Getting VCF file for the 1000 genome project with rsid
0
0
Entering edit mode
13 months ago
Decedious • 0

Hello,

I am quite new to programming and bioinformatics. I am trying to access some VCF files from the 1000 genomes project and follow along a YouTube tutorial (OMGenomics) to do some analysis. I would also like to learn how to use the ensemble api later on as well so I would like to have the rsID within the VCF file. The problem is the current build is grch38 and I was not able to find VCF file with both sample data and rsID value for the latest build.

I couldn't really check the high coverage (http://ftp.1000genomes.ebi.ac.uk/vol1/ftp/data_collections/1000G_2504_high_coverage/working/20201028_3202_raw_GT_with_annot/) because of its massive size.

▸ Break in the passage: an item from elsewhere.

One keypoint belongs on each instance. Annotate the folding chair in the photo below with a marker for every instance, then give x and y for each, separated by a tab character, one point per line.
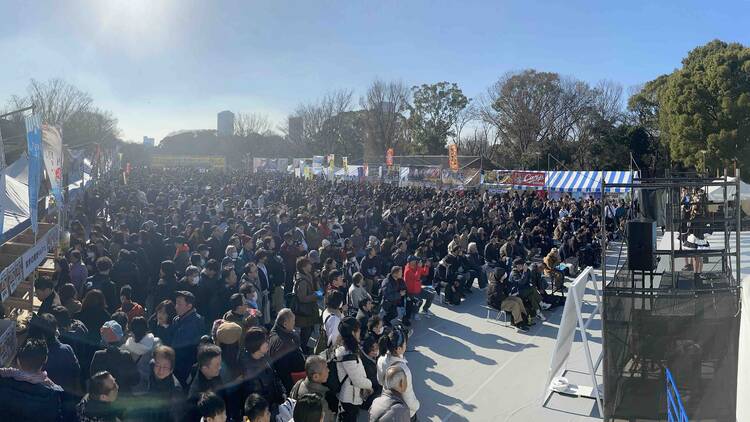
500	316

I thought maybe I could use grch37 vcf files but with v5b(http://ftp.1000genomes.ebi.ac.uk/vol1/ftp/release/20130502/) they removed the rsID values and said mapping was available in ensemble. I used ensemble (http://ftp.ensembl.org/pub/grch37/release-105/variation/vcf/homo_sapiens/). There seems to be more snps than the VCF file (v5b) I got from 1000 genome website. Not sure if i have right data or you have to map it differently. Although, I can merge them so the location and alleles match and add the ids, not sure if there would be some conflicts. I did manage to find a v5a(https://ftp.ncbi.nih.gov/1000genomes/ftp/release/20130502/) from ncbi site but when I tried to look up some rsID on the browser, it found no matches or wrong information like the position on the site, guessing due to updates.

What I ideally want is a VCF file for chr21(since its the smallest) with sample genotype and rsID values ideally using grch38 or the latest grch37 that matches ensemble.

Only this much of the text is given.